At January’s Macworld Expo in San Francisco, Apple CEO Steve Jobs unveiled one of the most exciting new machines in years. With a footprint barely bigger than a CD case and standing just 5cm tall, the Mac Mini is no doubt one of the smallest computers on the market. Despite its tiny dimensions, even the entry level model packs a fairly powerful punch for a more than reasonable price. For £339 (inc. VAT) users get a 1.25Ghz PowerPC G4 processor, a 40Gb hard drive high end ATI RadeoN 9200 3D graphics system, DVD Rom drive, and built in Ethernet network adapter and dial up modem. A higher specification model is available for £399 (inc.
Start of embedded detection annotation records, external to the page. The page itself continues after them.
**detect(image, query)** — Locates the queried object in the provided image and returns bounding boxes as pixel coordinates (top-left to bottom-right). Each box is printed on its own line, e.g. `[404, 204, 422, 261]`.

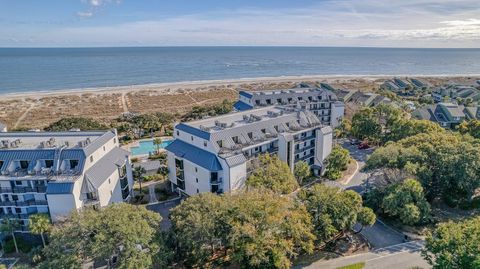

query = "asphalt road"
[303, 241, 430, 269]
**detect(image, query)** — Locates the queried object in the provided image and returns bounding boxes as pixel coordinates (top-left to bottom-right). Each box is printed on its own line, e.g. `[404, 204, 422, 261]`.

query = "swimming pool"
[130, 139, 173, 156]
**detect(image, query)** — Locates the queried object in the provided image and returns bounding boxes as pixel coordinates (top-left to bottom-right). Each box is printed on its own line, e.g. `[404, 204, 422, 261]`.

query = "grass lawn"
[337, 262, 365, 269]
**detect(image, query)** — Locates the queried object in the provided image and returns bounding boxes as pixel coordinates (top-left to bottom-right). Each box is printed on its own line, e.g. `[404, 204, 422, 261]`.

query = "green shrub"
[4, 236, 33, 253]
[337, 262, 365, 269]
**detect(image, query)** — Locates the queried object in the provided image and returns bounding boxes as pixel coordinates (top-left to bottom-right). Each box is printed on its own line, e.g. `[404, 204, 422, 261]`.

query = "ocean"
[0, 47, 480, 94]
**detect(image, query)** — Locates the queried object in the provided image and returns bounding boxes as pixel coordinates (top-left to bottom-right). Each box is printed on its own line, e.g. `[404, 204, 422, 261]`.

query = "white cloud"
[77, 11, 93, 18]
[0, 0, 480, 47]
[77, 0, 121, 18]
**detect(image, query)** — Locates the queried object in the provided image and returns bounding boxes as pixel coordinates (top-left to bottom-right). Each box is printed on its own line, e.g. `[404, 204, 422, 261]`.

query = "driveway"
[146, 198, 182, 231]
[326, 140, 405, 249]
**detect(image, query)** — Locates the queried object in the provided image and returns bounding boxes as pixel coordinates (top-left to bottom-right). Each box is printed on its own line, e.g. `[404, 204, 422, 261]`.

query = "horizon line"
[0, 45, 480, 50]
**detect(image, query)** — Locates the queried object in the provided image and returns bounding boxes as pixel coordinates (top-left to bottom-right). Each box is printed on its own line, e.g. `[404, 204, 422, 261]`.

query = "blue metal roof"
[175, 123, 210, 140]
[239, 91, 253, 98]
[233, 101, 252, 111]
[47, 182, 74, 194]
[165, 139, 222, 172]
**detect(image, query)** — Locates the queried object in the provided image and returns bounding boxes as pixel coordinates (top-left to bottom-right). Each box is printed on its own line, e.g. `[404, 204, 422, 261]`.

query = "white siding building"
[166, 106, 332, 195]
[0, 130, 133, 228]
[234, 86, 345, 128]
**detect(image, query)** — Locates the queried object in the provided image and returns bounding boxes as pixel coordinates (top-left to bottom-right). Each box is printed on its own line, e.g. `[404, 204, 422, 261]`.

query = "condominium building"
[412, 103, 480, 129]
[166, 106, 332, 195]
[0, 130, 133, 228]
[234, 85, 345, 128]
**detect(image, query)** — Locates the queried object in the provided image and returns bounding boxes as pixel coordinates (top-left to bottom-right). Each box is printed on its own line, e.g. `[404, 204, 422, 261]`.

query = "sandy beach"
[0, 75, 480, 129]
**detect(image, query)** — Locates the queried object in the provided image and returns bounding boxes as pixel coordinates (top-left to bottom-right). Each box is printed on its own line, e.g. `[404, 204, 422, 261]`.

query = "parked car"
[358, 141, 370, 149]
[350, 139, 360, 145]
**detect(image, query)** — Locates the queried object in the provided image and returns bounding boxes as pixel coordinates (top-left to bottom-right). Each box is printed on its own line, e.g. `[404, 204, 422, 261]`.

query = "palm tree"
[0, 218, 20, 253]
[153, 137, 163, 154]
[28, 214, 51, 248]
[133, 166, 147, 193]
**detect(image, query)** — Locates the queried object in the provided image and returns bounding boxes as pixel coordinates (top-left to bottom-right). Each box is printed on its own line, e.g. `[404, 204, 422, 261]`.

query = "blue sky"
[0, 0, 480, 48]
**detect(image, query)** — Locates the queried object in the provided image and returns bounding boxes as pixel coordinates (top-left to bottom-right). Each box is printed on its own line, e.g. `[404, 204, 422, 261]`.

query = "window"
[45, 160, 53, 168]
[70, 160, 78, 169]
[87, 191, 98, 200]
[20, 161, 28, 169]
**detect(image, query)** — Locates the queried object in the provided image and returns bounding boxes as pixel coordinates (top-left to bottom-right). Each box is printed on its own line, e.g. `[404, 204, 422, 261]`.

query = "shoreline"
[0, 74, 480, 100]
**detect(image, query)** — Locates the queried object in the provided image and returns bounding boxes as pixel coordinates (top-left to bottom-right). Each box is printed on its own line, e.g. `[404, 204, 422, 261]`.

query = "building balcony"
[210, 177, 223, 185]
[0, 186, 47, 193]
[0, 200, 48, 207]
[120, 178, 128, 189]
[0, 213, 31, 219]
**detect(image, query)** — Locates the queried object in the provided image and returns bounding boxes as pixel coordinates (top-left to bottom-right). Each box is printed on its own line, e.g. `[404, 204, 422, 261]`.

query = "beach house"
[0, 130, 133, 231]
[432, 84, 480, 103]
[412, 103, 480, 129]
[166, 105, 332, 195]
[234, 84, 345, 128]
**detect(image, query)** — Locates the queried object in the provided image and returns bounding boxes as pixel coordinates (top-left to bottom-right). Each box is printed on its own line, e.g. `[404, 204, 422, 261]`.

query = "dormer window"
[20, 161, 29, 169]
[45, 160, 53, 168]
[70, 160, 78, 169]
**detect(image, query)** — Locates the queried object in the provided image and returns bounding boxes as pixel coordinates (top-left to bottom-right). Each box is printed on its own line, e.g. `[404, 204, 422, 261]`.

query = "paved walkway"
[148, 184, 158, 204]
[147, 197, 182, 228]
[296, 241, 431, 269]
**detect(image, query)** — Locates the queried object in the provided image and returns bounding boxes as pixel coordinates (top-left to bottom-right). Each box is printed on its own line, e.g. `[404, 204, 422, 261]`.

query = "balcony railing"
[210, 177, 223, 185]
[0, 200, 48, 207]
[0, 186, 47, 193]
[0, 213, 30, 219]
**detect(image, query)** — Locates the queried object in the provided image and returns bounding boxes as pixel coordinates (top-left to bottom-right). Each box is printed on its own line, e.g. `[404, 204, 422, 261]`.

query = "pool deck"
[120, 136, 174, 158]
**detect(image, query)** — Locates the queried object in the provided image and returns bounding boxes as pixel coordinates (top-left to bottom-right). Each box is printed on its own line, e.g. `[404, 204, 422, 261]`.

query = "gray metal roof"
[47, 182, 74, 194]
[133, 160, 160, 171]
[85, 148, 130, 188]
[165, 139, 222, 171]
[225, 154, 247, 167]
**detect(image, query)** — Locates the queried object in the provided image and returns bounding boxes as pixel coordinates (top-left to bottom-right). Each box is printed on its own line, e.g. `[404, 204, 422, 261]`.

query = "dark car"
[350, 139, 360, 145]
[358, 141, 370, 149]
VAT).

The device is intended primarily for the consumer market and as such is supplied without a monitor, since it is expected that many people will use it in their living room where it can be connected to a flat-panel TV screen. However, the machine’s tiny footprint and low price also make it ideal for small businesses where both space and IT budgets are in often in short supply.

Apple computers have traditionally occupied small niche markets such as publishing and graphic design, and the company has long struggled to make inroads into Microsoft’s dominance of the mainstream computing market. We think the Mac Mini’s combination of high technology, low price and superb design gives it the best chance any Apple machine has ever had of winning the public over.